Cult Of Luna existe depuis 1998. Avec huit opus dans leur discographie, malgré des changements de line-up majeurs, les suédois ont toujours cherché à expérimenter et faire évoluer leur musique mélangeant metal, sludge, post-hardcore, et doom. Courant 2020, pour encore plus de libertés créatives (pour eux-mêmes évidement mais aussi pour d’autres artistes en qui ils croient), le sextette a créé sa propre structure, Red Creek Recording.
En ce début 2021, voilà donc « The Raging River », un EP de cinq titres et première sortie dudit label personnel. Ce format court (38 min 34 de zique quand même) se veut la continuité de « Dawn To Fear » paru en septembre 2019. Selon nos protagonistes, cette mini-galette est « un pont, un point médian qui doit être traversé pour que nous puissions terminer ce que nous avons commencé ces deux dernières années ».
Quoi qu’il en soit, on connait la volonté du combo de proposer, à chacune de ses livraisons, des changements de thèmes et d’humeurs. Un (nouveau) disque, un (nouveau) voyage. Présentement, la formation originaire d'Umeå amalgame des sonorités organiques à leur instrumentation « classique » dans une sorte de cacophonie maitrisée où riffs lourds et accrocheurs se voient percutés par des claviers tourbillonnants ('Three Bridges'). Les ambiances se posent dès l’introduction et monte crescendo vers le climax ('What I leave Behind' et ses atmosphères sombres). On ressent bien ce mur de sons qui nous écrase et ces « mélodies » qui s'enfoncent malicieusement dans nos esprits.
Ici et là, on remarque quelques rappels au passé (un accent de « Eternal Kingdom », une inspiration de « Vertikal »). On retrouve ces constructions et ces éléments bruts chers à nos protagonistes. Les points de repères sont nombreux. Le chant caverneux (et ces cris) de Johannes Persson, les guitares en écho, une batterie hypnotique (écoutez la caisse claire en arrière-plan), quelques effets divers, des lignes de basse déformées ('I Remember'), tout est fait pour faire monter la température. On passe du déferlement à l’accalmie, on balance entre euphorie et désespoir. Cette combustion lente – mais assurée - est poussée à son paroxysme avec la dernière piste ('Wave After Wave' et ses plus de douze minutes).

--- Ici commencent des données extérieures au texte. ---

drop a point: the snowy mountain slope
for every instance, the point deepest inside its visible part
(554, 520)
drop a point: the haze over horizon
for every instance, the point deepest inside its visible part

Alternant ruptures multiples, sonorités indus, longs passages instrumentaux, riffing doomesque, tout concourt au bouillonnement nourri jusqu’à son apothéose.
Et puis, tout pile au milieu de ce mini-effort, comme sorti d’un songe, on a le droit à un morceau décalé, que l’on peut qualifier « d’à part ». Le gang n’a jamais caché son admiration pour Mark Lanegan. En 2005, lorsque nos lascars avaient écrits une chanson ('And With Her Came The Birds') pour leur quatrième et excellente galette « Somewhere Along the Highway », c’est au dit monsieur qu’ils avaient pensé en la composant. Avec un titre de travail comme 'The Lanegan song', le message est plus que clair. Malgré tout, les jeunes zicos d’alors n’avaient pas osé contacter l’ex-vocaliste de Screaming Trees/Queens of the Stone Age/… pour un petit guest. Quinze ans plus tard, après avoir rassemblé leur courage à deux mains, la chose est désormais réparée. La puissante et mélancolique (et si reconnaissable) voix – ici plus douce et moins grave qu’à l’accoutumée - de Marko ajoute une couleur différente et parfaite à une subtile piste minimaliste et feutrée. Dixit nos garçons, « Entendre sa voix sur 'Inside Of A Dream' nous donne vraiment l’impression de vivre à l’intérieur d’un rêve ». On plussoie.
Avec ce très bon « The Raging River », Cult Of Luna ferme proprement une page musicale et ouvre (on l’espère tout du moins) une porte pour ses futures productions. On a hâte d’entendre tout cela.